Flying into Panamá immediately blew away my expectations and really set the tone for the rest of the trip.  From the sky you can see a complex metropolitan, equivalent in magnitude to New York, full of high rises sprawled around the bay.  As you begin to descend towards the airport your attention shifts to the outskirts of the city to the beautiful green forestation of the wetlands.

As we drove around the outskirts of the city to the City of Knowledge my anticipation and just sense of awe overwhelmed me. We had a brief meeting with Julio, the Head of Office of Wetlands International in Panamá and begun to discuss what we would be doing. It became apparent that Julio had handpicked our team to be diverse but pointed teams. We all had areas of expertise, in politics, different areas in science and communication.

All of this greatly amplified my excitement to get to work with Wetlands International.  The program was designed specifically to incorporate each of our individual talents in a manner that aided our common goal, preservation of the wetlands.

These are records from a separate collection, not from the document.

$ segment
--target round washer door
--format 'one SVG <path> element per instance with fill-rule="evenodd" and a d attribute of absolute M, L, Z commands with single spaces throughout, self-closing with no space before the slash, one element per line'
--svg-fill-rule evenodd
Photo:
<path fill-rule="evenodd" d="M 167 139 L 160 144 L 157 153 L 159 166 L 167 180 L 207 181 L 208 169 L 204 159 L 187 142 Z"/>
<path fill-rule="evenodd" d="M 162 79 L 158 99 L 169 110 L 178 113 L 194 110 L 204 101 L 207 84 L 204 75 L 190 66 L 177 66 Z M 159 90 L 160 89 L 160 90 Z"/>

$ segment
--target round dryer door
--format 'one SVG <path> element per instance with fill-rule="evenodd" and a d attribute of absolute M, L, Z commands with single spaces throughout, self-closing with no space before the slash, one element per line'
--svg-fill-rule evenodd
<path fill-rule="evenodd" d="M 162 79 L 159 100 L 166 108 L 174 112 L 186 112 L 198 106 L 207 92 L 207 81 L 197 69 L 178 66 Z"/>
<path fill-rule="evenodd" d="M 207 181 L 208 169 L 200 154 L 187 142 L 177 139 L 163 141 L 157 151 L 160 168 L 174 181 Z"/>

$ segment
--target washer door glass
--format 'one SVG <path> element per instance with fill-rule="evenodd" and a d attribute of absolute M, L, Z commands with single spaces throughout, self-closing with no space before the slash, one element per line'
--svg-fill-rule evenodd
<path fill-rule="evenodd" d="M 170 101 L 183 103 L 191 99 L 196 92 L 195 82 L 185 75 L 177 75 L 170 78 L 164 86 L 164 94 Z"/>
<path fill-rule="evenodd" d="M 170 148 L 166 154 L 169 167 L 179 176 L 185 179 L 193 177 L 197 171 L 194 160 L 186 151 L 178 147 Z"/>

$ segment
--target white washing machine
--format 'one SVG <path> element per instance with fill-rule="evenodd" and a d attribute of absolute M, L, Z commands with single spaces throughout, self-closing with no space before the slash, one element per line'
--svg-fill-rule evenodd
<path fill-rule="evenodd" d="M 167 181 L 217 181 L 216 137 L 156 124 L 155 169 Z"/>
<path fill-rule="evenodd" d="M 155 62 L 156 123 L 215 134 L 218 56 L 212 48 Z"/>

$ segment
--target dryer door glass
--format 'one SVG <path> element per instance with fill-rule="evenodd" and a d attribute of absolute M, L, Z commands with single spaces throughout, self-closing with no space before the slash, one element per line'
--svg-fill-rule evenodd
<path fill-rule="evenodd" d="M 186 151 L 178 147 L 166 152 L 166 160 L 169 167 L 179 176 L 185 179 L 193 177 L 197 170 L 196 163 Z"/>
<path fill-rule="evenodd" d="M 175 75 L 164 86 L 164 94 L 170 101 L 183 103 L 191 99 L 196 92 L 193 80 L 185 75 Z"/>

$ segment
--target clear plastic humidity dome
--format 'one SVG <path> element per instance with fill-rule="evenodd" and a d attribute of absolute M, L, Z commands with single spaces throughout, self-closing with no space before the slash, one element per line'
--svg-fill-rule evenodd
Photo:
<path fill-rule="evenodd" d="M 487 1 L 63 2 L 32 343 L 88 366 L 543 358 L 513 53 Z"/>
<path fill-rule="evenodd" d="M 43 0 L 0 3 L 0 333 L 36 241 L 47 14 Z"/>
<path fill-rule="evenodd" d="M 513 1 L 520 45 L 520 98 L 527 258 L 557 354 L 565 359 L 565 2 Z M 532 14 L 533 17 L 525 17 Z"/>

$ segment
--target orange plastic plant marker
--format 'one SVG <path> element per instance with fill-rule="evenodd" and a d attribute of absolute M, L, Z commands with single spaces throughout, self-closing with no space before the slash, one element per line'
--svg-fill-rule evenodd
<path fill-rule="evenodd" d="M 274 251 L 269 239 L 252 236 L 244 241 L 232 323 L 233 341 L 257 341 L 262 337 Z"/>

The inclusion of field trips to the impacted areas, and talks with a number of experts including environmental attorneys, United Nations representatives, and journalists from local newspapers, we were able to have creative discussions that expanded our solution ideas.

Through trips to El Cerro Ancón, the Metropolitan Park, and the city all give you a first-hand experience of the interrelatedness and connection between Panamá City and the nature around it. When these trips were combined with the law system and media talks we were able to see the environmental issues in Panamá from many different perspectives. This allowed us to compare and contrast the different viewpoints to obtain a broader and, in my opinion, stronger understanding of the Panamanian environment.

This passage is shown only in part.